Aims Hypertrophic cardiomyopathy (HCM) is the commonest cause of sudden cardiac death in the young, with an excess of exercise-related deaths. The HCM sarcomere mutations increase the energy cost of contraction and impaired resting cardiac energetics has been documented by measurement of phosphocreatine/ATP (PCr/ATP) using (31)Phosphorus MR Spectroscopy (P-31 MRS). We hypothesized that cardiac energetics are further impaired acutely during exercise in HCM and that this would have important functional consequences. Methods and results P-31 MRS was performed in 35 HCM patients and 20 age- and gender-matched normal volunteers at rest and during leg exercise with 2.5 kg ankle weights. Peak left-ventricular filling rates (PFRs) and myocardial perfusion reserve (MPRI) were calculated during adenosine stress. Resting PCr/ATP was significantly reduced in HCM (HCM: 1.71 +/- 0.35, normal 2.14 +/- 0.35 P < 0.0001). During exercise, there was a further reduction in PCr/ATP in HCM (1.56 +/- 0.29, P = 0.02 compared with rest) but not in normals (2.16 +/- 0.26, P = 0.98 compared with rest). There was no correlation between PCr/ATP reduction and cardiac mass, wall thickness, MPRI, or late-gadolinium enhancement.
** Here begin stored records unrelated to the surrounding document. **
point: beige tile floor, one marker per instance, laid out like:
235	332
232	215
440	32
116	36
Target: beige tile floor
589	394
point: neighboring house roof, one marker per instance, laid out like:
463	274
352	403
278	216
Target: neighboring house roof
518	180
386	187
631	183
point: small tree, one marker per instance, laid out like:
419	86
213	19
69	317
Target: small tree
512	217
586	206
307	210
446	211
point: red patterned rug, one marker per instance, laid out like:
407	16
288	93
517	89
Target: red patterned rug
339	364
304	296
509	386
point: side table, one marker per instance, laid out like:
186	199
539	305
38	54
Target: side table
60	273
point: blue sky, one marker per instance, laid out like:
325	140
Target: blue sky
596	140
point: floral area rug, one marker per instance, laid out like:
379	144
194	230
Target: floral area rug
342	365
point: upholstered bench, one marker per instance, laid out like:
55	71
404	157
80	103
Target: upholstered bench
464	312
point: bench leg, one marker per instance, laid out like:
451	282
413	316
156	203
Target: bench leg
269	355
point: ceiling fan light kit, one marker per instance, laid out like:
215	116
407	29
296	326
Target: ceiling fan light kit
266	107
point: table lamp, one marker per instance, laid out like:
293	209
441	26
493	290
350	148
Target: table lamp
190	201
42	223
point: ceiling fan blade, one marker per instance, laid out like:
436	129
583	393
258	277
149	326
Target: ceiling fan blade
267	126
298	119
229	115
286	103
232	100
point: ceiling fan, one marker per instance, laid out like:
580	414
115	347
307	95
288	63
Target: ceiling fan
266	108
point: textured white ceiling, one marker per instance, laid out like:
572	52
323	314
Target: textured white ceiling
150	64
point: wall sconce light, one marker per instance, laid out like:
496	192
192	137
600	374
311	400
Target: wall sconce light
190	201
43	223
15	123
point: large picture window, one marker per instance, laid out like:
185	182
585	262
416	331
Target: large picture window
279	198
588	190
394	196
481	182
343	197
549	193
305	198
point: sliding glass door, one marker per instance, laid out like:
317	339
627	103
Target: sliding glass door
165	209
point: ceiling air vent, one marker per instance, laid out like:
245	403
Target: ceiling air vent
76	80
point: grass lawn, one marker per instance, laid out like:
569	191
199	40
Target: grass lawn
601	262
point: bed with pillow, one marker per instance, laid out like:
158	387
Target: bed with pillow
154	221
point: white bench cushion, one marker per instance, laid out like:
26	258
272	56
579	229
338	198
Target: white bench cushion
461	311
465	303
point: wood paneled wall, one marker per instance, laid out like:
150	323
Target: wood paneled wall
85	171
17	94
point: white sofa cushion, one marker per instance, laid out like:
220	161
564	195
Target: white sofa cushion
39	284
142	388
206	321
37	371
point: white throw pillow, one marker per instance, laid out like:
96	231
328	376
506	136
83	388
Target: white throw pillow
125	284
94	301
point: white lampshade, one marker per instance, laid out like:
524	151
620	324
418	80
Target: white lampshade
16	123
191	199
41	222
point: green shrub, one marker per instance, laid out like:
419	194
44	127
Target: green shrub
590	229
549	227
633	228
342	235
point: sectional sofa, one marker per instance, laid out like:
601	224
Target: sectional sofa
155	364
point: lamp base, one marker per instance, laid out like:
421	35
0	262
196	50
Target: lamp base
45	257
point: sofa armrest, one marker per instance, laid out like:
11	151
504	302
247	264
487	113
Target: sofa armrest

PFR and PCr/ATP were significantly correlated at rest (r = 0.48, P = 0.02) and stress (r = 0.53, P = 0.01). Conclusion During exercise, the pre-existing energetic deficit in HCM is further exacerbated independent of hypertrophy, perfusion reserve, or degree of fibrosis. This is in keeping with the change at the myofilament level. We offer a potential explanation for exercise-related diastolic dysfunction in HCM.